8.2.8 Inferring Embeddings for a Supervised GraphWise Model
You can use a trained model to infer embeddings for unseen nodes and store in the database as described in the following code:
Inferring Embeddings Using
JShell
opg4j> var vertexVectors = model.inferEmbeddings(fullGraph, fullGraph.getVertices()).flattenAll();
opg4j> vertexVectors.write().
db().
name("vertex vectors").
tablename("vertexVectors"). // indicate the name of the table in which the data should be stored
overwrite(true). // indicate that if there is a table with the same name, it will be overwritten (truncated)
store();
Inferring Embeddings Using
Java
PgxFrame vertexVectors = model.inferEmbeddings(fullGraph,fullGraph.getVertices()).flattenAll();
vertexVectors.write()
.db()
.name("vertex vectors")
.tablename("vertexVectors") // indicate the name of the table in which the data should be stored
.overwrite(true) // indicate that if there is a table with the same name, it will be overwritten (truncated)
.store();
Inferring Embeddings Using
Python
vertex_vectors = model.infer_embeddings(full_graph, full_graph.get_vertices()).flatten_all()
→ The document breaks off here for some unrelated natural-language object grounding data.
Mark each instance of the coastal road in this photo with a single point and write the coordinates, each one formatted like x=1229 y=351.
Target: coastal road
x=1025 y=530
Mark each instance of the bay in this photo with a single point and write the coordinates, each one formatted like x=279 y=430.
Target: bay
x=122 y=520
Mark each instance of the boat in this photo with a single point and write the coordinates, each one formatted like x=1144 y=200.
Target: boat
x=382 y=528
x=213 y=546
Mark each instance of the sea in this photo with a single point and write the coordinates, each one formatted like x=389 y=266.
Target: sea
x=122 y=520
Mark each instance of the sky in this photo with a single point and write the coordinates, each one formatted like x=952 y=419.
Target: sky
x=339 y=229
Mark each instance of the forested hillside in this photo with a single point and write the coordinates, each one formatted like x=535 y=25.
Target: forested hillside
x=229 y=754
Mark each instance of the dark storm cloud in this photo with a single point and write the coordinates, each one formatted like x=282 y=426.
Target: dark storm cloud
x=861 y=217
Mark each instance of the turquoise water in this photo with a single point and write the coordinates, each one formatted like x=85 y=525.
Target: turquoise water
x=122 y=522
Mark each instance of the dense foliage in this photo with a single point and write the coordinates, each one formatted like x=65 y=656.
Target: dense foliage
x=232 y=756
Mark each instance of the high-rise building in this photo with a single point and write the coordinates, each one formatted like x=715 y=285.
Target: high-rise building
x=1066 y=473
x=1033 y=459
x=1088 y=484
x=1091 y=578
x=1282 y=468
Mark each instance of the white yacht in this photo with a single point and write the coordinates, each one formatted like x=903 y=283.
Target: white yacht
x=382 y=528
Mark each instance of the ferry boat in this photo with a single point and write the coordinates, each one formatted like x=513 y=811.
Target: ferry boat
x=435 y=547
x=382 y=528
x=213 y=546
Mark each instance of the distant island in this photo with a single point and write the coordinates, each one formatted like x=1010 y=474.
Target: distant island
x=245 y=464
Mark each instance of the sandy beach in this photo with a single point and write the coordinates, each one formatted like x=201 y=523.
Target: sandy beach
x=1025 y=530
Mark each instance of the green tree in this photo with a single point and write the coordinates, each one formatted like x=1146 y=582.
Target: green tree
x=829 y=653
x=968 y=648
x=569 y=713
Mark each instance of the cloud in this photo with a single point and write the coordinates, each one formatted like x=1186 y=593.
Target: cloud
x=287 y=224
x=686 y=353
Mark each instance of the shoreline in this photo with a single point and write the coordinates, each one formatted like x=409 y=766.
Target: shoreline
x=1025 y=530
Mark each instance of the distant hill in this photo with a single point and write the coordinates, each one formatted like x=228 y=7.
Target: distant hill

vertexVectors.write().db(name="vertex vectors", "tablename", overwrite=True)
The schema for the
vertexVectors
will be as follows without flattening (flattenAll
splits the vector column into separate double-valued columns):
+---------------------------------------------------------------+
| vertexId | embedding |
+---------------------------------------------------------------+
Note:
All the preceding examples assume that you are inferring the embeddings for a model in the current logged in database. If you must infer embeddings for the model in a different database then refer to the examples in Inferring Embeddings for a Model in Another Database.